Das Gleichnis vom verlorenen Sohn zeichnet ein klares Bild von ganz unterschiedlichen menschlichen Charaktereigenschaften. Zunächst einmal ist da der ichbezogene verlorene Sohn, der sich um nichts und niemanden kümmerte außer um sich selbst. Und doch erkannte er nach einem zügellosen Leben, dass „schlecht zu sein … noch nie glücklich gemacht“ hat (Alma 41:10), und „er [ging] in sich“ (Lukas 15:17). Endlich wurde ihm bewusst, wessen Sohn er war, und er sehnte sich danach, mit seinem Vater wieder vereint zu sein.

Seine arrogante, selbstsüchtige Haltung verschwand. Stattdessen bekannte er demütig, mit reuigem Herzen und zerknirschtem Geist seinem Vater: „Ich habe mich gegen den Himmel und gegen dich versündigt; ich bin nicht mehr wert, dein Sohn zu sein.“ (Lukas 15:21.) Verschwunden waren die jugendliche Auflehnung, die unreife Selbstsucht, die unaufhörliche Jagd nach Vergnügen. An ihrer Stelle entwickelte sich die Bereitschaft, ständig Gutes zu tun. Nun, wenn wir völlig ehrlich zu uns selbst sind, gesteht wohl jeder von uns, dass ein wenig vom verlorenen Sohn auch in uns steckt oder gesteckt hat.

Dann ist da der Vater. Manche mögen ihn kritisieren, er sei zu nachgiebig gewesen, als er der Forderung des jüngeren Sohnes nachgab, „gib mir das Erbteil, das mir zusteht“ (Lukas 15:12). Dem Vater in dem Gleichnis war zweifellos bekannt, dass Gott dem Menschen selbständiges Handeln und Entscheidungsfreiheit gewährt hat. Um genau diesen Grundsatz ging es im vorirdischen Kampf im Himmel. Der Vater war nicht gewillt, seinen Sohn dazu zu zwingen, gehorsam zu sein.

Doch der liebevolle Vater gab seinen widerspenstigen Sohn niemals auf. Seine unaufhörliche Wachsamkeit wird in der folgenden eindringlichen Schilderung deutlich: „Der Vater sah [den Sohn] schon von weitem kommen und er hatte Mitleid mit ihm. Er lief dem Sohn entgegen, fiel ihm um den Hals und küsste ihn.“ (Lukas 15:20.) Der Vater zeigte seine Zuneigung nicht nur ganz offen durch diese Umarmung, sondern wies zudem noch die Knechte an, dem Sohn ein Gewand zu geben, ihm Schuhe anzuziehen und ihm einen Ring an die Hand zu stecken.
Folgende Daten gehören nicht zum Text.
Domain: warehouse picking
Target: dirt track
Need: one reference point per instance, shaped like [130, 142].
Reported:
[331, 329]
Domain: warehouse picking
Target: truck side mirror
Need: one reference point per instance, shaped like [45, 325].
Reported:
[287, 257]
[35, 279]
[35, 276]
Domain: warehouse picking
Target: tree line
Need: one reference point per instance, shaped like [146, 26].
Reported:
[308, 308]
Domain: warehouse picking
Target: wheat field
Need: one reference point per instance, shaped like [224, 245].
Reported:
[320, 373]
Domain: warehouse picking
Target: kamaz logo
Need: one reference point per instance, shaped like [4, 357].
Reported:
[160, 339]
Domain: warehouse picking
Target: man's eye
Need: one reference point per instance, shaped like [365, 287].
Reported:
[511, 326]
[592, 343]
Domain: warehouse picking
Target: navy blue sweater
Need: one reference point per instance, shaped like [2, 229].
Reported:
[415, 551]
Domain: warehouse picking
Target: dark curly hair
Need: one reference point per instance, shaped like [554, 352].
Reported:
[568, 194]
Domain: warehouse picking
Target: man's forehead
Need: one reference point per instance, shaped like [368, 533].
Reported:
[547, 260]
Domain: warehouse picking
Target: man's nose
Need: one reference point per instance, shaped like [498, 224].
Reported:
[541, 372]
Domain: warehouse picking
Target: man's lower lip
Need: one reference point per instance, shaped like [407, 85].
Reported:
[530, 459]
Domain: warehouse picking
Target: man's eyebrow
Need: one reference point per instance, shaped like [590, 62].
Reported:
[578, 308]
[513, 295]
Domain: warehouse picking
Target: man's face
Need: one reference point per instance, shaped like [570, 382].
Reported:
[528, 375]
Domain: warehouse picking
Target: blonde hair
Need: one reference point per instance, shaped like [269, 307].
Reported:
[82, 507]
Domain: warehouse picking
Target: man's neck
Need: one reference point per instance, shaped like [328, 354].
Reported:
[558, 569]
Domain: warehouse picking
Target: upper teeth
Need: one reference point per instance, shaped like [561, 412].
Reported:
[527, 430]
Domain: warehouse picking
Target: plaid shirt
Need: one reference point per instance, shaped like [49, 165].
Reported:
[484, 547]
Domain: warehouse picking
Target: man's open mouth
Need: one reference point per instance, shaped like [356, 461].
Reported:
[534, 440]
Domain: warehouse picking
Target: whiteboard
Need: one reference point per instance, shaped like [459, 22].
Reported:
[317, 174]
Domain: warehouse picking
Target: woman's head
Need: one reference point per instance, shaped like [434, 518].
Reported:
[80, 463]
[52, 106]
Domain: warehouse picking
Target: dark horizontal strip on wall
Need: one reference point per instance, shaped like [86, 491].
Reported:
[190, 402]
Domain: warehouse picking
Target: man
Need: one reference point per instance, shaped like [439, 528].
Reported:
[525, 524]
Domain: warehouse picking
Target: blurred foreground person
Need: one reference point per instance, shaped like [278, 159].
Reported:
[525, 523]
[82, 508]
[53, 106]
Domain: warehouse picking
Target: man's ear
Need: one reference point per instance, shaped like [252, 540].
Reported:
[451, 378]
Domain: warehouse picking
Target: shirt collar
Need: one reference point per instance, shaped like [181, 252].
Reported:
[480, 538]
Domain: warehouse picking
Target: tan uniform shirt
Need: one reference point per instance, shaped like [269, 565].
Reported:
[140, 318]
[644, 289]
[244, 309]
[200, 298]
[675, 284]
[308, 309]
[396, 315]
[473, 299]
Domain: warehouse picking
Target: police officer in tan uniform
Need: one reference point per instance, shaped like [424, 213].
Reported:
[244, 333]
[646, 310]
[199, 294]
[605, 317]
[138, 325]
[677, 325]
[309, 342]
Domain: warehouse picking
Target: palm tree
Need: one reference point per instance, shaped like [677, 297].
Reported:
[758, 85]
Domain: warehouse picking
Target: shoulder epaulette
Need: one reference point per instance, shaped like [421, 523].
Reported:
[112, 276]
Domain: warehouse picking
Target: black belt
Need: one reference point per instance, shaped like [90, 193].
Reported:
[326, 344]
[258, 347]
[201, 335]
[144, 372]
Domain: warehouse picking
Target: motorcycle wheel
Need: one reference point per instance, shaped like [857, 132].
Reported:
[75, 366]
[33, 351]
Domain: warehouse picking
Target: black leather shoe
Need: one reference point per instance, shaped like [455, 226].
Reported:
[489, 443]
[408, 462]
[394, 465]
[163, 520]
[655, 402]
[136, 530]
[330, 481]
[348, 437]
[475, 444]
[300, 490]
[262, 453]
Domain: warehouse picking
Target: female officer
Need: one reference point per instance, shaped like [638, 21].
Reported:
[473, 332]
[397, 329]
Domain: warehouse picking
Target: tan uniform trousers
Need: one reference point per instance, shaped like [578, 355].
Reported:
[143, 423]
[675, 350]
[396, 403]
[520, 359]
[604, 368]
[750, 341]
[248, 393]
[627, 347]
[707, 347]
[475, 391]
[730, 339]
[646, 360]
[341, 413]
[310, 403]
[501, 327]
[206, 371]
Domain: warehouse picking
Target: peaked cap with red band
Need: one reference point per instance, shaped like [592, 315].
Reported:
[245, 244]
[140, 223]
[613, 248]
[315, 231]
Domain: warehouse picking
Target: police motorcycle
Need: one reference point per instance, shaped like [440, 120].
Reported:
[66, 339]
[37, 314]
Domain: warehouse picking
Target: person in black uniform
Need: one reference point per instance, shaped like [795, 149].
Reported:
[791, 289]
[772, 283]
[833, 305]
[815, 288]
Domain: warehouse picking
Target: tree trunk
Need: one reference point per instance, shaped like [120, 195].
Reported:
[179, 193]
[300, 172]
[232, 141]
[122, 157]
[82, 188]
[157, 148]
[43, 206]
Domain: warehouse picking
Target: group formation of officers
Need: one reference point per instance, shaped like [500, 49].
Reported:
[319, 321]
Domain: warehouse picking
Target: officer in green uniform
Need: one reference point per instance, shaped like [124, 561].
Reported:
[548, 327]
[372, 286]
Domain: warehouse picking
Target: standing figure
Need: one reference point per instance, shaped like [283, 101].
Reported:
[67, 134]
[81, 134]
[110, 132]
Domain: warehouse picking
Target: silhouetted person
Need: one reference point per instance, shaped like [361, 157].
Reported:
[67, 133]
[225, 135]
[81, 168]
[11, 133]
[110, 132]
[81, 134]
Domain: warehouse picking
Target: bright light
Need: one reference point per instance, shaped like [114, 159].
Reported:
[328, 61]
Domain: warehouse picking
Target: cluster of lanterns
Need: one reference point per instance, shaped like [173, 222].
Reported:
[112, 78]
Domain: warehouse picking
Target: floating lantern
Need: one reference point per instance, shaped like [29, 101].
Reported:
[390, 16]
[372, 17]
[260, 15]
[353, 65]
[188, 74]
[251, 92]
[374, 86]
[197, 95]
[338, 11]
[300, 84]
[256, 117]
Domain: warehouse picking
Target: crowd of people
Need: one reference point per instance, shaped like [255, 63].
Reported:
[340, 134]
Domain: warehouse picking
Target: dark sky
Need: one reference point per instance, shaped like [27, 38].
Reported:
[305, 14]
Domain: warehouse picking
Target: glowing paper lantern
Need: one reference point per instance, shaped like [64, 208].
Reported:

Sie sollten auch das Mastkalb schlachten, denn, so erklärte er voll Freude: „Er war verloren und ist wiedergefunden worden.“ (Lukas 15:24.)

Über viele Jahre hinweg hatte dieser Vater einen so mitfühlenden, versöhnlichen und liebevollen Charakter entwickelt, dass er gar nicht anders konnte, als zu lieben und zu vergeben. Dieses Gleichnis ist sicher deshalb bei uns allen so beliebt, weil es jedem von uns die Hoffnung gibt, dass unser liebevoller Vater im Himmel sozusagen auf der Straße steht und sehnsüchtig auf die Heimkehr eines jeden seiner verlorenen Kinder wartet.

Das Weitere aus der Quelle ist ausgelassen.